What I learned at SRBR meeting last week

A couple of days have passed and I had a lot of work-related stuff to catch up with, but I thought I better write a recap now while the iron is still hot and I remember it all. Here we go….


Surprise #1 Last time I went to a SRBR meeting (or for that matter any scientific meeting) was in 2002. I started my first blog in 2004. I started writing about science, specifically about Chronobiology, in January of 2005.
Before last week’s meeting I knew of one chronobiologist who reads my blog regularly. I knew of one other chronobiologist who contacted me to ask to use some of the material for his course on Biological Clocks. I knew that 4-5 others are aware of the existence of this blog but I was not sure how often they check it out.

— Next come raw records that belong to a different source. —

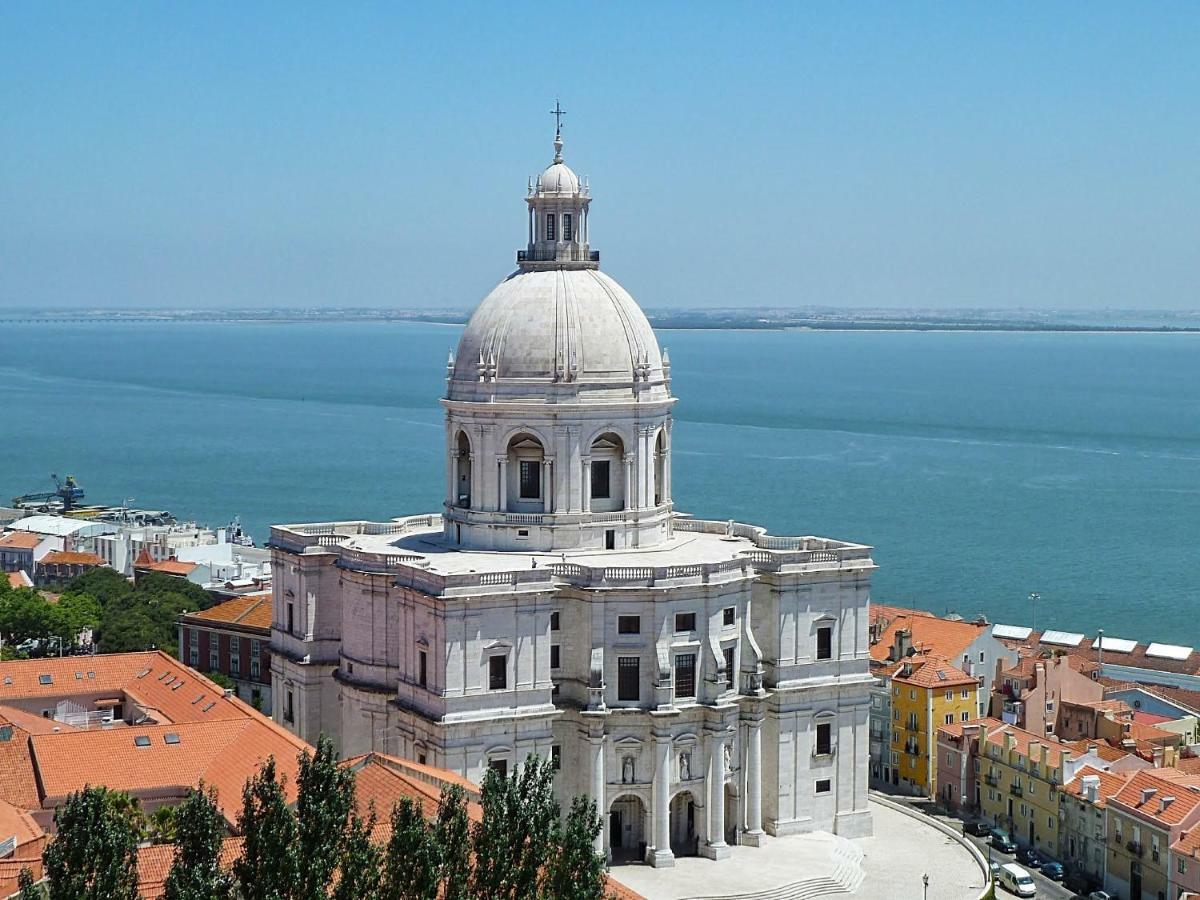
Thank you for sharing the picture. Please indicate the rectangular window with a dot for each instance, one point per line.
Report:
(685, 675)
(531, 479)
(600, 486)
(497, 672)
(825, 643)
(629, 683)
(825, 739)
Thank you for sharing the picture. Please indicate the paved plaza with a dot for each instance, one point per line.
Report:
(889, 867)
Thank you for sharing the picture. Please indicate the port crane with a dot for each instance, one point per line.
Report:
(66, 491)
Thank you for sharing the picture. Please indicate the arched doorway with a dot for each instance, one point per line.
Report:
(731, 815)
(660, 465)
(526, 489)
(606, 478)
(683, 825)
(627, 829)
(462, 481)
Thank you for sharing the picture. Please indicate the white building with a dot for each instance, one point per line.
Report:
(703, 681)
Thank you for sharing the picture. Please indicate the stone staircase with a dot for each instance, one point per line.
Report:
(847, 876)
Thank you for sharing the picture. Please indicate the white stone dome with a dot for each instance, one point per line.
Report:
(555, 333)
(558, 178)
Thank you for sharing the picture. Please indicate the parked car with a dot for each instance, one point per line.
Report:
(1029, 856)
(1054, 871)
(1017, 880)
(1001, 841)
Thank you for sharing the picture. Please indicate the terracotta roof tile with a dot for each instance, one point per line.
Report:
(251, 611)
(19, 580)
(1164, 784)
(19, 540)
(933, 671)
(1110, 784)
(70, 557)
(945, 637)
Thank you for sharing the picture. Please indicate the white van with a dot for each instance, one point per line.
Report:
(1017, 880)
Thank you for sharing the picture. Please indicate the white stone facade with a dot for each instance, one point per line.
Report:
(703, 681)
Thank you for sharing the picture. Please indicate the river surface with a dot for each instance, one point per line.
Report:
(981, 466)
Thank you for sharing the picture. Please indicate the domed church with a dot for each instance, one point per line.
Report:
(703, 681)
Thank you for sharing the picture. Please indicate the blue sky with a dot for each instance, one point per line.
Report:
(282, 154)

Writing a serious science blog post takes time and energy. It takes perhaps an hour or more to read a paper with full focus, thoroughness and comprehension, and another couple of hours to write a decent post. Such an endeavor requires some degree of activation energy, which, frankly, I did not have since I got a real job. And a reward was not there – such posts generally elicited zero comments, zero e-mails and zero incoming links. As far as I could guess, nobody in the field read my blog. So, I did the easy stuff – it takes seconds or minutes and no thought process to post a quote, or a YouTube video, or picks from ScienceDaily or news from PLoS. And those things generate the bloggers’ rewards – comments, e-mails and incoming links.
This all changed last week. Dozens of people stopped me in the hallways at the meeting with a similar introduction that went something like this: “You may not know me, but I know you because I see your face every day…on your blog. I LOVE your blog!”. Wow! People! Post comments! No need to say anything smart. Just write “Hi, a fellow chronobiologist here. Thanks for the post. Love your blog. Keep writing”. This is all I need to bring the activation energy over the needed treshold and actually write a blog post about a clock paper. I have a big stack of clock papers on my desk, papers I think are ‘bloggable’, but never found time and energy to actually write about. Now I will.
Moreover, some Big Eggs in the field told me they like this blog, they REALLY liked the way I wrote about their own papers, i.e., how I “really got it” (unlike the media coverage), and how nicely I placed those papers in historical/theoretical/philosophical context in a way that lay audience can understand why the paper is so interesting.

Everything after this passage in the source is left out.